A chef diz que, sempre que fala com jovens cozinheiros, explica que essa ideia midiática da gastronomia é "uma bobagem" e que ser reconhecido pelo trabalho que se faz é muito mais importante do que aparecer.

Mas concorda que alguma fama é boa para que muitos deles vejam que é possível chegar mais longe. "Mas com trabalho, não existem atalhos", ressalta.

Quando lhe perguntam se o prêmio de melhor chef do mundo a fez ser mais reconhecida ou mais famosa, não titubeia.

Mais reconhecida, claro. Famosa eu já era. [diz brincando] Mas, agora, as pessoas prestam mais atenção no que eu digo, o que me exige mais responsabilidade"

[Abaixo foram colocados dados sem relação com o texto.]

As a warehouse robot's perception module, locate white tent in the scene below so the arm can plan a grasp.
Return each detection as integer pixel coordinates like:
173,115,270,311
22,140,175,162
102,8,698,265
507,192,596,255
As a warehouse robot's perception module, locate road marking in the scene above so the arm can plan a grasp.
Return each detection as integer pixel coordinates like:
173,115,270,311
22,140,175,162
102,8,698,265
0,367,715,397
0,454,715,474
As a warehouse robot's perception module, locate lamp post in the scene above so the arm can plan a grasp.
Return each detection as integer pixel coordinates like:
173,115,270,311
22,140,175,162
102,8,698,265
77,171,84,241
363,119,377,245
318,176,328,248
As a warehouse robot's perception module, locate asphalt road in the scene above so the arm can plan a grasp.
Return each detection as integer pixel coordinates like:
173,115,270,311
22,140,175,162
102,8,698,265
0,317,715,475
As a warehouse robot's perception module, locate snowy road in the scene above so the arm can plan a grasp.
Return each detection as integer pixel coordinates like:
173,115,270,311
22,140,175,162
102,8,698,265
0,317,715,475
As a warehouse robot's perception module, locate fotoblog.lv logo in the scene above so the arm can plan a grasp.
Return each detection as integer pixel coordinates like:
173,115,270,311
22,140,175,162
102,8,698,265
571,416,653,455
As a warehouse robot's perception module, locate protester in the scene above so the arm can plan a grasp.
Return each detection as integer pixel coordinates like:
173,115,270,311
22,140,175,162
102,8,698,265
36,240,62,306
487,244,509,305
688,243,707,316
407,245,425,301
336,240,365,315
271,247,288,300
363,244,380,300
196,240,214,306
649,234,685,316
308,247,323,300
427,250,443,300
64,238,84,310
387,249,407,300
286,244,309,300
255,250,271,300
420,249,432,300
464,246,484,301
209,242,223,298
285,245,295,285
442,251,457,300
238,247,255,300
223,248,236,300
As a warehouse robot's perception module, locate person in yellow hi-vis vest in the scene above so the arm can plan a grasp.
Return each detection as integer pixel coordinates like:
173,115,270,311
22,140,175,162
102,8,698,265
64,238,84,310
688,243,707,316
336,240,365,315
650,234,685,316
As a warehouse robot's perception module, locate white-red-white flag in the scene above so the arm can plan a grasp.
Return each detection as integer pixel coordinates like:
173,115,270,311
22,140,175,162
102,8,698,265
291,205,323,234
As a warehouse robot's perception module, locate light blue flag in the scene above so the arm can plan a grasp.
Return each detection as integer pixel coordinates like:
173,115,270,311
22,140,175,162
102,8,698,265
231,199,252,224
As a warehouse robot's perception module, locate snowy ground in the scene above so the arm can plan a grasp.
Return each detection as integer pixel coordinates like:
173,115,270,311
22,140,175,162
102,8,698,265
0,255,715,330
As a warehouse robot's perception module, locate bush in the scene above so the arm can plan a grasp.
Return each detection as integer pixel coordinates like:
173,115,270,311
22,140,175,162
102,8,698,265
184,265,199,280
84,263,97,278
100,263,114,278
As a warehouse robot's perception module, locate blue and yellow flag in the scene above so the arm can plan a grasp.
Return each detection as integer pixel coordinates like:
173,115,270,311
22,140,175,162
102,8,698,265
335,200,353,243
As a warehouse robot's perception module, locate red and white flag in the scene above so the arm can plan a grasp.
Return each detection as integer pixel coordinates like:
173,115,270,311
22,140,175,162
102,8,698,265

O futuro da gastronomia é feminino

O prêmio de Melhor Chef Mulher criado pelos 50 Best em 2017 causou polêmica no meio feminino. Algumas mulheres o criticaram ao dizer que não faz sentido separar uma premiação pelo gênero.

"Eu pensei muito nisso, gosto de ouvir opiniões. Mas acho que ainda faz sentido porque precisamos de representatividade", diz.

Quando ainda era representante de vinhos, Janaína diz que foi a um cliente e viu uma cozinheira muito bonita na capa de uma revista e perguntou quem era. Tratava-se de Helena Rizzo, chef do Maní e hoje no Masterchef.

Aquilo me impactou tanto que eu fui na semana seguinte conhecer o restaurante. Foi a primeira vez que eu comi atum em crosta de gergelim. Eu me encantei e lembro de pensar: 'Incrível, uma mulher!'"

A partir do episódio, Janaína disse que se sentiu ainda mais imbuída de estar na cozinha. "E a nossa gastronomia é muito de mulheres, né? Temos mais representatividade nas cozinhas do que muitos países da Europa", assinala.

Hoje, diz, cercou-se de "meninas muito esforçadas" que a ajudam a levar as casas para frente. "A força feminina é muito marcante na América Latina. Somos o continente que representa a maior joia da gastronomia mundial hoje, e muito disso pelas mulheres incríveis que temos".